NMS Antibody

Shipped with Ice Packs
In Stock

Description

Neuromedin-S (NMS) Antibodies

Neuromedin-S is a 36-amino-acid neuropeptide encoded by the NMS gene. Antibodies against NMS are predominantly polyclonal, raised in rabbits, and validated for applications such as:

  • Western blot (WB)

  • Immunohistochemistry (IHC)

  • ELISA

Role in Metabolic and Reproductive Studies

  • NMS antibodies identified elevated Neuromedin-U receptor 2 (NMUR2) and NMS levels in uterine tissues during inflammation-induced preterm birth, suggesting therapeutic targets for preventing premature labor .

  • In cancer research, NMS antibodies have been used to study tumor microenvironments, particularly in pancreatic and ovarian cancers .

Antibody-Drug Conjugates (ADCs)

  • EV20/NMS-P945: A novel ADC combining the anti-HER3 antibody EV20 with the cytotoxic agent NMS-P528 (a thienoindole derivative). Preclinical studies demonstrated potent tumor growth inhibition in melanoma, prostate, and gastric cancer models .

    • Mechanism: Targets HER3-positive cells, delivering DNA-alkylating payloads to induce apoptosis.

    • Efficacy: Achieved >90% tumor regression in xenograft models at 3 mg/kg doses .

Normal Mouse Serum (NMS) Antibodies

NMS contains natural inhibitors (e.g., NMS-In) that suppress polyclonal B-cell activation.

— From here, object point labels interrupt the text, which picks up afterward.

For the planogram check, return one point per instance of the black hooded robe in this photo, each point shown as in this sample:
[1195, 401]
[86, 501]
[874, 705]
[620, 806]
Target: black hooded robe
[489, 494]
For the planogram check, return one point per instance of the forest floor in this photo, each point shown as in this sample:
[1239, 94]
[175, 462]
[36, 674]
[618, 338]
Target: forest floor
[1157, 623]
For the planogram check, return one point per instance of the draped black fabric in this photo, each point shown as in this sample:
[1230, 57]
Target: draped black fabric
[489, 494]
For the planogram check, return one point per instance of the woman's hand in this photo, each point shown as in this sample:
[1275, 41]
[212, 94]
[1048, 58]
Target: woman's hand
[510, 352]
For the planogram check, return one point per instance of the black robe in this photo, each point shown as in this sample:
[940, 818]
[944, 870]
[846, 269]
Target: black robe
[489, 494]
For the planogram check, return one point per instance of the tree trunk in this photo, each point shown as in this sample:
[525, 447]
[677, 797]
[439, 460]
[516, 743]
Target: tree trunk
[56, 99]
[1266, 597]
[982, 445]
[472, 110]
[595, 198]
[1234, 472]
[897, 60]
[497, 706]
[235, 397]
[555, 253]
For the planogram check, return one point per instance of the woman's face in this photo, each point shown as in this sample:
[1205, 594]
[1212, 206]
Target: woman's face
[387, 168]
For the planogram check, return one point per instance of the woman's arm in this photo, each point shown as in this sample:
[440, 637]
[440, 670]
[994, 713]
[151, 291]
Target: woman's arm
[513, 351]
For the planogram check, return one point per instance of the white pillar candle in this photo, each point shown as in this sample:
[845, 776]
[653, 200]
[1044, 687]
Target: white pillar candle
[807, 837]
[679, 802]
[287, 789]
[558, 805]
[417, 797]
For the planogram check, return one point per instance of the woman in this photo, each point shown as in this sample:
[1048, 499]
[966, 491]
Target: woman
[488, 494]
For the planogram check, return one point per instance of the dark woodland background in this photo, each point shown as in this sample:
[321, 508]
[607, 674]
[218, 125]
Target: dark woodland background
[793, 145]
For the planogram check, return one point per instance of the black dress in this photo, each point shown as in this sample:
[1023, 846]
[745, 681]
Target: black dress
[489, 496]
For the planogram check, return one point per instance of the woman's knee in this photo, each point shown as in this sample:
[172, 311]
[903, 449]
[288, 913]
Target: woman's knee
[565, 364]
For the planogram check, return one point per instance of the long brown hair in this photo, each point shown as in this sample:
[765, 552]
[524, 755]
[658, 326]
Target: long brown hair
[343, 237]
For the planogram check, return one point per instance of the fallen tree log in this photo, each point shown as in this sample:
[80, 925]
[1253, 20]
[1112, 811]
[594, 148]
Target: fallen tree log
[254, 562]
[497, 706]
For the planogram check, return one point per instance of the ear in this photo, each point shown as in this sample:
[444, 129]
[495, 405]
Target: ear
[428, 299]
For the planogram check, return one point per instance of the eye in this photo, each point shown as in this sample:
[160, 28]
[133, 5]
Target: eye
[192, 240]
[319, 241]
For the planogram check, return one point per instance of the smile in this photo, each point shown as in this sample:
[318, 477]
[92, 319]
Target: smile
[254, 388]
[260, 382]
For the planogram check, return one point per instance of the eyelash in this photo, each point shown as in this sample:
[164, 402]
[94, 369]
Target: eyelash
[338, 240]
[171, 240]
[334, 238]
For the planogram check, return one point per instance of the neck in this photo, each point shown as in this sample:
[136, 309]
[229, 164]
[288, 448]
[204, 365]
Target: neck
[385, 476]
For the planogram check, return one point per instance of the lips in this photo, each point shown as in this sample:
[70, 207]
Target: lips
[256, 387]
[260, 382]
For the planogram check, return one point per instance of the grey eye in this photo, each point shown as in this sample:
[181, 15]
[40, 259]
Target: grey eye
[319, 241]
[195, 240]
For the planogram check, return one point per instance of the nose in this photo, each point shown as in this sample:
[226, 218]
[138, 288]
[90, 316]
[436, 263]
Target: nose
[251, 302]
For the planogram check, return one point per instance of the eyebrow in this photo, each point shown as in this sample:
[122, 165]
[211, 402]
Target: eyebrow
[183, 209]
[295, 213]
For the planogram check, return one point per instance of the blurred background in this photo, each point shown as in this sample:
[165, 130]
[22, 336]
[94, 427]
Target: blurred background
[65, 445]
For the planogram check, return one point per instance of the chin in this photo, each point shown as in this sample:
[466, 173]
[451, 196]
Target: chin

Key findings include:

  • Autoimmunity Studies: NZB mice exhibit B-cell resistance to NMS-In, correlating with spontaneous antibody production and autoimmune disease progression .

  • Diagnostic Utility: NMS-based assays aid in detecting autoantibodies in necrotizing autoimmune myopathy (NAM), including anti-HMGCR and anti-SRP antibodies .

Necrotizing Autoimmune Myopathy (NAM)

NMS antibody panels are critical for diagnosing NAM, a rare muscle disorder linked to anti-HMGCR or anti-SRP antibodies:

Test ComponentMethodClinical Significance
HMGCR AntibodyChemiluminescentStatin-associated myopathy marker
SRP Antibody ScreenImmunofluorescenceIdentifies immune-mediated muscle damage
SRP54 ImmunoblotImmunoblotConfirms SRP antibody specificity

Early detection using NMS antibody panels improves prognosis by enabling aggressive immunotherapy .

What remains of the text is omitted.